2024 Tony Winners Are Back for More
It’s always exciting to see so many first-timers on the list of Tony nominees, but the returning winners deserve a shout-out of their own. The 2024 winners circle is particularly well represented: Jonathan Groff, who won his first Tony last year for his leading performance in Merrily We Roll Along, is back in the same category as Just in Time’s Bobby Darin. Danya Taymor, last year’s winner for directing The Outsiders, is now nominated for her helming of the play John Proctor is the Villain. Kara Young, 2024’s featured actress winner for Purlie Victorious, is once again nominated in the same category for Purpose, written by Branden Jacobs-Jenkins, who is himself back in the mix after winning last year’s Best Revival of a Play for Appropriate. Justin Peck, Tony-nominated co-choreographer of Buena Vista Social Club, won that category last year for Illinoise. One of his fellow nominees then—and again now—is Camille A. Brown, who was up for Hell’s Kitchen and returns to the category with Gypsy. Let the rematch begin.

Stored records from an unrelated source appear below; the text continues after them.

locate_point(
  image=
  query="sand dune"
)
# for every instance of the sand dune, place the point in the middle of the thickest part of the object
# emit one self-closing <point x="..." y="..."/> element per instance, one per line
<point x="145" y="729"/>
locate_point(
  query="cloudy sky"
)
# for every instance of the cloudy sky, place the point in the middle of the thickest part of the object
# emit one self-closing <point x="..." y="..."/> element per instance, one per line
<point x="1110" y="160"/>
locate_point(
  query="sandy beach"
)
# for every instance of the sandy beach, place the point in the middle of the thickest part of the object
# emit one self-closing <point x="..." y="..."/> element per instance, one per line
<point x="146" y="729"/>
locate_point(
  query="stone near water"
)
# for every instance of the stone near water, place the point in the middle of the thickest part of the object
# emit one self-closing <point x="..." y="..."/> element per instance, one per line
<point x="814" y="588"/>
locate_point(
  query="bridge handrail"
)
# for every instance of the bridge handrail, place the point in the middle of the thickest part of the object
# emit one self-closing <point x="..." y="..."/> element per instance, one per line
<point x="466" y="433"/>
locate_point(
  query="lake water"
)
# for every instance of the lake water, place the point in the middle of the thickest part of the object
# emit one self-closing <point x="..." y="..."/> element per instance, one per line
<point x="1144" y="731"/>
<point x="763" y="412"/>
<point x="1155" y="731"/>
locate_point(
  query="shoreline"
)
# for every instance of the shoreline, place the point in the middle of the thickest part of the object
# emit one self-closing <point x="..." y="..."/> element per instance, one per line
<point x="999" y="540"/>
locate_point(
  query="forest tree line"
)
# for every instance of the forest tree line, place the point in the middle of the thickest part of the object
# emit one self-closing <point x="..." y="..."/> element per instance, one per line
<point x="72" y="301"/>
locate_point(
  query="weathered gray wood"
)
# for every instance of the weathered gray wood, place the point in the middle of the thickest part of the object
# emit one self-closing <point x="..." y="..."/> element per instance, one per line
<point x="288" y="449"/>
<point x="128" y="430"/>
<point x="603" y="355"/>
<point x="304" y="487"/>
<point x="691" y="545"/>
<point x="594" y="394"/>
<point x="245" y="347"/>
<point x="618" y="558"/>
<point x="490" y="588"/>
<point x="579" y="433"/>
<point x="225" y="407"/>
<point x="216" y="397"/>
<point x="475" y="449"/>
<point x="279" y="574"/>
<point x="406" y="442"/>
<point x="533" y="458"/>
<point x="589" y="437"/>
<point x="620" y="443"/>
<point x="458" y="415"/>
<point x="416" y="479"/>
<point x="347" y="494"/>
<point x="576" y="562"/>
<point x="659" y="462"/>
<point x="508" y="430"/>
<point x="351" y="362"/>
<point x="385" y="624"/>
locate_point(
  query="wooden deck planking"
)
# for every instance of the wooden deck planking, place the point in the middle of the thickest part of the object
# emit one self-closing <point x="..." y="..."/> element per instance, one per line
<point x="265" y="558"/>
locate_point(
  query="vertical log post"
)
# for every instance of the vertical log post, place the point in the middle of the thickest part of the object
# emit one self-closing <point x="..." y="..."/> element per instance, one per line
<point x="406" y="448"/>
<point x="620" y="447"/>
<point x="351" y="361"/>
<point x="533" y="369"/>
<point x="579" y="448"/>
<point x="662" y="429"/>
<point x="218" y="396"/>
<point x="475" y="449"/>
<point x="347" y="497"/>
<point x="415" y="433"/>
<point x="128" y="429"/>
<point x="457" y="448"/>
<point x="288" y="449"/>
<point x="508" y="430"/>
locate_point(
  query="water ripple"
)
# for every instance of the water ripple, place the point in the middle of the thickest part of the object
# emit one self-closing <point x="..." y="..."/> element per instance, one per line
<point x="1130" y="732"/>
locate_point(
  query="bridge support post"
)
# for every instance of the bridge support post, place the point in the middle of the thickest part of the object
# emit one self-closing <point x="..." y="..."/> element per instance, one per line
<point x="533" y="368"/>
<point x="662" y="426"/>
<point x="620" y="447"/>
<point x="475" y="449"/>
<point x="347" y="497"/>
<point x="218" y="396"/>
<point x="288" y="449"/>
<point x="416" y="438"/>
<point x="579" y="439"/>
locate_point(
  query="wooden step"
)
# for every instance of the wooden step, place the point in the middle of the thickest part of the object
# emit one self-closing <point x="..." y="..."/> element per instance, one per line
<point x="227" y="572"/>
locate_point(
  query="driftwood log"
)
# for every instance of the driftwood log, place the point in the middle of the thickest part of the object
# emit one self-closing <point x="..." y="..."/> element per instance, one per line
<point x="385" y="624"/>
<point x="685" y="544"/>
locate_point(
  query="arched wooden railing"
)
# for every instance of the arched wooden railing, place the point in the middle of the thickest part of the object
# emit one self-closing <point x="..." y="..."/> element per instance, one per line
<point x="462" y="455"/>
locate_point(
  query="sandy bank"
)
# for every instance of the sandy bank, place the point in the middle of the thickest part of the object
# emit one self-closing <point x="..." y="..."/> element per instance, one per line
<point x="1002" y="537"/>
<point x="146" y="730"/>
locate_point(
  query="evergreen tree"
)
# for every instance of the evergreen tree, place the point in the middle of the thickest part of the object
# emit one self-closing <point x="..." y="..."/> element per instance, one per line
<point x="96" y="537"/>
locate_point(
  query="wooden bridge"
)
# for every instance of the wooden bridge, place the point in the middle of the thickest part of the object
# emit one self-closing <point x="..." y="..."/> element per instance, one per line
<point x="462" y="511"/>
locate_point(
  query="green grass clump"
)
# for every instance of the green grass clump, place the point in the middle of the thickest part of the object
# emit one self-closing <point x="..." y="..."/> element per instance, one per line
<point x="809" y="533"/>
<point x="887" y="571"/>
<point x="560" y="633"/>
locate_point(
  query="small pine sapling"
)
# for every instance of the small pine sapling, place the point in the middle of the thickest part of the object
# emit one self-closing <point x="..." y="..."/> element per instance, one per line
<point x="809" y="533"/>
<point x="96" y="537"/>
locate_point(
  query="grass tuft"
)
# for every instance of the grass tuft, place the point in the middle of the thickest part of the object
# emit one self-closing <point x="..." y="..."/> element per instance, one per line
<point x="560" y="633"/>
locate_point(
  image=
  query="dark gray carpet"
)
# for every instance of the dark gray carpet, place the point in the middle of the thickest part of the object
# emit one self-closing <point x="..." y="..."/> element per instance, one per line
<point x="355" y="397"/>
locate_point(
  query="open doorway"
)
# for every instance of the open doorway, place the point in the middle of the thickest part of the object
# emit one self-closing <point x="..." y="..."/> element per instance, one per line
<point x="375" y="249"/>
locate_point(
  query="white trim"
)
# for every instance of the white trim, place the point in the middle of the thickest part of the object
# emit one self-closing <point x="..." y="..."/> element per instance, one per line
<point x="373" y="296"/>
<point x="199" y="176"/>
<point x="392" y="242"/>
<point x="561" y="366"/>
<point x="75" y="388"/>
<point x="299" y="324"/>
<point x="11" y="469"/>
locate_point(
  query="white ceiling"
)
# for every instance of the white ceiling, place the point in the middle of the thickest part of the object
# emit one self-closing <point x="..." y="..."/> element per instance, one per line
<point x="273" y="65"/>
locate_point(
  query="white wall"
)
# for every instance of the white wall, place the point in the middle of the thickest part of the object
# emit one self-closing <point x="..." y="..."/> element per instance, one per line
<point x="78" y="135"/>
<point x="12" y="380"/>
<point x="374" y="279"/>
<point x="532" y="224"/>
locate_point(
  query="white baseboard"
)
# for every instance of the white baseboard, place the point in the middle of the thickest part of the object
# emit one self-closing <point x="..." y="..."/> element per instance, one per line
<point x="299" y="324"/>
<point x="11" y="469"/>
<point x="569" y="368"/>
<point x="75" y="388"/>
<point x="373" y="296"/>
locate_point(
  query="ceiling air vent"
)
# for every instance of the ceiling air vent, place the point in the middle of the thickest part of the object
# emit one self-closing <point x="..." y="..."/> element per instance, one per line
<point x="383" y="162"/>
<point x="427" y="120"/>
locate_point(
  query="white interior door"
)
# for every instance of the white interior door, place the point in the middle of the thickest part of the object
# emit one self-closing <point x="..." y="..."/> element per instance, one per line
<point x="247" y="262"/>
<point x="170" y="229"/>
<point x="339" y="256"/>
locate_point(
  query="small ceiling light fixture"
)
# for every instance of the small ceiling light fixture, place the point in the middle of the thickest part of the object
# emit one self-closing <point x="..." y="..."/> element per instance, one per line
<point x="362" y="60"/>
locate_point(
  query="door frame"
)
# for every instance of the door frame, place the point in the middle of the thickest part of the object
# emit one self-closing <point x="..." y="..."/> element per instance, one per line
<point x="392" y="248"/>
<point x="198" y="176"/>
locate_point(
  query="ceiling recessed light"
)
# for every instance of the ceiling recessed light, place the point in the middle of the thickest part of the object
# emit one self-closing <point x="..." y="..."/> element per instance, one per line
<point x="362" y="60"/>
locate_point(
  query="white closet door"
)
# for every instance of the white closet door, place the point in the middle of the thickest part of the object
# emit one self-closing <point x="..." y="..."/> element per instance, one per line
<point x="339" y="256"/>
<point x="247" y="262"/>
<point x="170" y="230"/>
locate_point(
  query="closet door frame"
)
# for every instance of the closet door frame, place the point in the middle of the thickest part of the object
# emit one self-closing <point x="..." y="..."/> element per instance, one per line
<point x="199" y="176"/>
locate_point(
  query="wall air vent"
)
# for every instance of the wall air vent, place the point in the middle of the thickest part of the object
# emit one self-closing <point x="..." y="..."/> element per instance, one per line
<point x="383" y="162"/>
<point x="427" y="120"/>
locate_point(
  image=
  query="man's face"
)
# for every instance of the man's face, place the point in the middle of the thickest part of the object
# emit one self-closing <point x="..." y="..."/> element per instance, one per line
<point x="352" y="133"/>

(Photo: Julieta Cervantes)
A Snub to Hollywood
A year ago, we were already anticipating a Broadway season powered by Hollywood celebrity. Robert Downey, Jr., hot off an Oscar win, was headed to the stage in McNEAL, we had Gen-Z icons Kit Connor and Rachel Zegler bringing a Romeo + Juliet for the TikTok era; and Denzel Washington and Jake Gyllenhaal were gearing up for their turn in Kenny Leon’s modernized Othello. But while Hollywood names filled Broadway stages, they’re more sparsely represented among this year’s Tony nominees. The biggest A-lister to break through is George Clooney, nominated for his performance as Edward R. Murrow in Good Night, and Good Luck, the play he co-wrote with Grant Heslov. Mia Farrow also scored one for the movie stars with her nomination for Jen Silverman’s The Roommate. But on the whole, it seems to be a year for homegrown talent.

It’s Audra’s Turn (Again)
Audra McDonald is poised to make history—again. She currently holds the record for the most Tony Award wins, with six wins out of 10 nominations for her performances in Carousel, Master Class, Ragtime, A Raisin in the Sun, Porgy and Bess and Lady Day at Emerson’s Bar and Grill. With this, her 11th nomination—for playing Momma Rose in Gypsy—she not only stands a chance of breaking her own record but also sets a new one as the most-Tony-nominated performer. (She was previously tied with Julie Harris and Chita Rivera.) Ethel Merman, Broadway’s original Momma Rose, was Tony-nominated for her performance but lost out to Mary Martin in The Sound of Music. Since then, Gypsy has been revived four times, with the role taken on by Angela Lansbury, Tyne Daly, Bernadette Peters and Patti LuPone. Lansbury, Daly and LuPone all won Tony Awards for their performances—not bad odds for McDonald to have on her side.
A Season of Shutouts
Of the 42 new shows that opened on Broadway this season (topping last year’s 39), 13 shows received no nominations at all: Tammy Faye, Left on Tenth, JOB, Redwood, Othello, Stephen Sondheim’s Old Friends, Elf, Once Upon a Mattress, The Last Five Years, All In: Comedy About Love, Cult of Love, McNEAL and Home. Seven others just scraped into the Tonys race this year: A Wonderful World: The Louis Armstrong Musical, Glengarry Glen Ross, Pirates! The Penzance Musical, Romeo + Juliet, Swept Away, The Roommate and Our Town. In such a packed season, even strong work was left off the list.